Mockingjay is the final installment in the much-loved Hunger Games trilogy. Does much more need to be said in the way of an introduction?
I hate when things end. I have never read The Last Battle, the last Narnia book by CS Lewis, because if I don't then the end will never happen. Even the title makes me sad, being so final and all. There's the sadness of things being finally over, but dear readers, endings also scare me. Because they can so often be a let down and you're left with this awful taste in your mouth. Endings are hard. Endings are risky. Sometimes it's easier just to avoid rather than risk disappointment. I still have not finished the last disk of the audio version of Finnikin of the Rock by Melina Marchetta. It's been MONTHS. And I was loving it. I think my tredipation comes from endings that are predictable. Endings that are rushed. Endings that you see coming a mile off, when it's all about wrapping things up rather than doing the characters justice.

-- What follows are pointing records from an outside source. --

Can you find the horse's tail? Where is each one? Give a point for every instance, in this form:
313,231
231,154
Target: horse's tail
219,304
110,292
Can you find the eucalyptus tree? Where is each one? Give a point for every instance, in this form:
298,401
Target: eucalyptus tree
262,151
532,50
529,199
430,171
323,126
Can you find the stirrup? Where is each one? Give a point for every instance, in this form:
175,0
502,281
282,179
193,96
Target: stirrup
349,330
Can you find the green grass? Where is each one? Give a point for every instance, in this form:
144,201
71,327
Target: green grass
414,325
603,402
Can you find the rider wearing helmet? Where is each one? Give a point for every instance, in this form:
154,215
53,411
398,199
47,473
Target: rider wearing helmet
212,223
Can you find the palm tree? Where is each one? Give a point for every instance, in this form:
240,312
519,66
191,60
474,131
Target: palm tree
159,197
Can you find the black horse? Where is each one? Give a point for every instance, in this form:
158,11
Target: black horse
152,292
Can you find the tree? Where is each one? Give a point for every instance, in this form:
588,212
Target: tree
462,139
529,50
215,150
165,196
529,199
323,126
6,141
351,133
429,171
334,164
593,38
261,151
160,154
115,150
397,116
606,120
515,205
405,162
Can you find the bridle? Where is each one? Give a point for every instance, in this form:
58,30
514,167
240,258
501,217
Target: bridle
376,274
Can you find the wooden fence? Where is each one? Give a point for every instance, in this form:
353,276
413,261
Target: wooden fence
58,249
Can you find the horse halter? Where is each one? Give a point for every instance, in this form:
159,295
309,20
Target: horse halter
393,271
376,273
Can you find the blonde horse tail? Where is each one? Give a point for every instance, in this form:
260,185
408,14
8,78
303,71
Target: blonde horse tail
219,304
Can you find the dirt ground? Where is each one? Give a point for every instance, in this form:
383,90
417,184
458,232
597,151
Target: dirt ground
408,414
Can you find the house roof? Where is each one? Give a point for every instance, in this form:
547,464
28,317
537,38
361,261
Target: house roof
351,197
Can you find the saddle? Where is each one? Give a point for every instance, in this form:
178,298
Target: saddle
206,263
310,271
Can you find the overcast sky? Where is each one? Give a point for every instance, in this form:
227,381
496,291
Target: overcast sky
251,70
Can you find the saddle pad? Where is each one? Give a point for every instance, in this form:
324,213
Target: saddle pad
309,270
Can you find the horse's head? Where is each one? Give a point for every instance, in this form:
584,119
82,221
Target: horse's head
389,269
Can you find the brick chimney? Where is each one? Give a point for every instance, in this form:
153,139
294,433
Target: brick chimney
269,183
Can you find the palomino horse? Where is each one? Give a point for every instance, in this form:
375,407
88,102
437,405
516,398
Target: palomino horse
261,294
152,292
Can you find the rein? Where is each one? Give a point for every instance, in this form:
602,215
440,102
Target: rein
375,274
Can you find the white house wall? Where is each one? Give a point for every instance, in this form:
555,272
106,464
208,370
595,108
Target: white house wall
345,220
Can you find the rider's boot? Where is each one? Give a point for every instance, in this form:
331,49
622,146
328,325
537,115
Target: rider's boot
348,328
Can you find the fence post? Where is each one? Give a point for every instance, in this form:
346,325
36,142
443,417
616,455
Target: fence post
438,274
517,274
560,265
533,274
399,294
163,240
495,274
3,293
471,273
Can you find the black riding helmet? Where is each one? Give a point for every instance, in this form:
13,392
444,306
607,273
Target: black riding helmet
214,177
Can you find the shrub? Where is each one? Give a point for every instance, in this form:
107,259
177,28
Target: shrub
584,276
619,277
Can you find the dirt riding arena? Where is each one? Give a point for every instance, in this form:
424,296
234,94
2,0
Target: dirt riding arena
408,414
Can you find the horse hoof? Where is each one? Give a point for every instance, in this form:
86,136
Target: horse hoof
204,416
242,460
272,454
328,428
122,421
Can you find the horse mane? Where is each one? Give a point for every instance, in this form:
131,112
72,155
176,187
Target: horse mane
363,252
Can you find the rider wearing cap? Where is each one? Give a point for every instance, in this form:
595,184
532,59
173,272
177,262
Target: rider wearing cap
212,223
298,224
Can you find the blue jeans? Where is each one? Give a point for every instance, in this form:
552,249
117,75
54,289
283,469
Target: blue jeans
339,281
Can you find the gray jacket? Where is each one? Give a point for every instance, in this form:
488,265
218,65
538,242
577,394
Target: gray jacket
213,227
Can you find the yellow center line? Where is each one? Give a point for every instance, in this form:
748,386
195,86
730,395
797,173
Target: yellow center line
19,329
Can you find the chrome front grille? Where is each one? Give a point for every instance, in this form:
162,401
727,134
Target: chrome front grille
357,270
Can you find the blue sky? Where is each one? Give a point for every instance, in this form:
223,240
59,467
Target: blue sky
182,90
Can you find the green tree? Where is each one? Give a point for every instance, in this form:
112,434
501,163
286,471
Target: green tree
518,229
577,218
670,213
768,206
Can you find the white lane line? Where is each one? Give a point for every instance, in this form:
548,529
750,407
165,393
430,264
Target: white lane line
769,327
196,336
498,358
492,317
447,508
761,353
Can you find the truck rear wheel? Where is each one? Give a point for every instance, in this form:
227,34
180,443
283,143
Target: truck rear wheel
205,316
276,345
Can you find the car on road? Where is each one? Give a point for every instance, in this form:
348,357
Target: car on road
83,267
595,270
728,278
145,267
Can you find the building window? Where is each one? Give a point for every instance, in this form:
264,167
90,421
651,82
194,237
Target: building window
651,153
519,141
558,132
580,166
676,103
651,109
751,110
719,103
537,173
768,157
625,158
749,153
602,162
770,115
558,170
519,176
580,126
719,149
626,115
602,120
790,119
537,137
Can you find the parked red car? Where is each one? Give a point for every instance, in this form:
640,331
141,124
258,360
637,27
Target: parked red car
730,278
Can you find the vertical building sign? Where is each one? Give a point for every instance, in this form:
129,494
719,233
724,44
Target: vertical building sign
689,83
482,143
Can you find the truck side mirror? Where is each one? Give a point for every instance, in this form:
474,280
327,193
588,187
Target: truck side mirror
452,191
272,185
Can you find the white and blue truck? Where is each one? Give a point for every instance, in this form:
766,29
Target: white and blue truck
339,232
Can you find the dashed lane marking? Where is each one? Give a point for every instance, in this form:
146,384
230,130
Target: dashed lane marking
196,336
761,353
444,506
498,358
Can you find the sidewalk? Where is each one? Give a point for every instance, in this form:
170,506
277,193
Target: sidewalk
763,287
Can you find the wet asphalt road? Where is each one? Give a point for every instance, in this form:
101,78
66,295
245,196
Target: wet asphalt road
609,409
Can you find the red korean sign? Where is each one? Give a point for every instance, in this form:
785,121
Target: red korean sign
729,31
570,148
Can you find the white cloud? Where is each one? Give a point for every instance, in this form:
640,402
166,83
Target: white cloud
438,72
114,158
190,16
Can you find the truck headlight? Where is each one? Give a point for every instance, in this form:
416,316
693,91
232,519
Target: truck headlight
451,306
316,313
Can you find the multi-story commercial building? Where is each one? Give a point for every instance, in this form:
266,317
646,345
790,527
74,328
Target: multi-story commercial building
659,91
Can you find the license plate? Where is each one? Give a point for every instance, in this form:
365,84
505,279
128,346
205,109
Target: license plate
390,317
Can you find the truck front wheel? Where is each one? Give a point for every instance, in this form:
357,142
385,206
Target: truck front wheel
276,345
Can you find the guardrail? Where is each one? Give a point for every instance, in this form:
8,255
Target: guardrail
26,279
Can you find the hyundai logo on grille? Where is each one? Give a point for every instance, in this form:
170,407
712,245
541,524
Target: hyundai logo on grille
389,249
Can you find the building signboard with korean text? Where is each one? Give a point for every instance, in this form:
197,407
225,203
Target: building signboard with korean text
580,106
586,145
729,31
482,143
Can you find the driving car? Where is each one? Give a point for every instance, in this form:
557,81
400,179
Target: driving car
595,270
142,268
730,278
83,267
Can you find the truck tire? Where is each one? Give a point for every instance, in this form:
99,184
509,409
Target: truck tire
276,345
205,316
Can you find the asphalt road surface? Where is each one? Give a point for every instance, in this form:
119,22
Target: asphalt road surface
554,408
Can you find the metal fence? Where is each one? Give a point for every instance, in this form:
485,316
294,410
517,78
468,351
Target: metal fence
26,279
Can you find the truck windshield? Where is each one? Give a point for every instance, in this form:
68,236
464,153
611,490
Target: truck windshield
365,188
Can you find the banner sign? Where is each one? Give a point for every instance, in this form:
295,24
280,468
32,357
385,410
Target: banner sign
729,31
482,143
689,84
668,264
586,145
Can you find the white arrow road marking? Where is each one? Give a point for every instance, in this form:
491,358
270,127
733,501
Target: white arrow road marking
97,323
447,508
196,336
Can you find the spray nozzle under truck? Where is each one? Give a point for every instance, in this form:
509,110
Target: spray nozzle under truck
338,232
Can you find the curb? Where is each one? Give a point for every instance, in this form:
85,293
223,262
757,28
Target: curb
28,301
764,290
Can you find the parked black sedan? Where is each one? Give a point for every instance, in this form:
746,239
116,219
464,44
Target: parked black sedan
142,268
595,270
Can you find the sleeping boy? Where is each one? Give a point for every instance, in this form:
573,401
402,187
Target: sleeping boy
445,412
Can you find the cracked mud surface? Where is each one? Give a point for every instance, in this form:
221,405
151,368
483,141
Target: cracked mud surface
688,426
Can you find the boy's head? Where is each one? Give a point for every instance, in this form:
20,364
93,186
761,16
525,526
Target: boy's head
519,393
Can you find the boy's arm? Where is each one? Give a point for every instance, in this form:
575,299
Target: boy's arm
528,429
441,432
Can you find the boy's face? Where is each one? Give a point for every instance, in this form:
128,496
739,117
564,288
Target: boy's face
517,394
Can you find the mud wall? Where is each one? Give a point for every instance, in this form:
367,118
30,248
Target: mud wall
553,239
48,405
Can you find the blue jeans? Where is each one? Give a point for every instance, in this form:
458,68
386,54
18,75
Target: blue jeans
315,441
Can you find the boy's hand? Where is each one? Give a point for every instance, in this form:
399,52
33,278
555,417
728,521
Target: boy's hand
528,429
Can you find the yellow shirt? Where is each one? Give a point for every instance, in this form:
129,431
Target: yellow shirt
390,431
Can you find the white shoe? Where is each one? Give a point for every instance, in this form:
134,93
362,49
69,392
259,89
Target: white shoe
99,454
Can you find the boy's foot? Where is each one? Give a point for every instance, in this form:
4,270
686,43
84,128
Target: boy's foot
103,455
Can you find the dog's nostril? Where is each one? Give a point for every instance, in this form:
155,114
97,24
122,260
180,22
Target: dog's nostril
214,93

There are a lot of things that I loved about Mockingjay. I thought Peeta was handled beautifully. Brilliantly even. I have never been Team Peeta or Team Gale. Because The Hunger Games isn't primarily a romance. I have read swooning posts about Gale tearing my hair out thinking WHY WHY WHY?? Why do we care so much about a character that has 2.5 lines in books one and two combined?
Collins can think up some wonderfully creative violence. And she got the rebels versus the Capitol down to a tee: I loved questioning whether replacing Snow with Coin would be merely a name change, not a regime change. Parts of it was very exciting. As a narrative about the consequences of war and the nature of power and propaganda, I thought it did very well.
There were a lot of things that annoyed me about Mockingjay. It was predictable. Certain parts were rushed. We were left out of key scenes. I have never cared a jot about who Katniss would choose to spend the rest of her life with as she never expressed ONE, not ONE, sweet squishy feeling towards either Gale or Peeta. Anxious, needy, rejecting, confused feelings, but not one word or gesture that made me think she even WANTED A PARTNER. Comfort, yes, human contact, yes, but romance? No. Not once. SO WHY SHOULD I CARE. KATNISS DOESN'T.
Unfortunately, if you don't care who Katniss chooses, a lot of Mockingjay will leave you cold. Because the outcome of rebellion was rather predictable. And the bits that weren't? Hasty. Rushed. Truncated. I have been left with a bad taste in my mouth.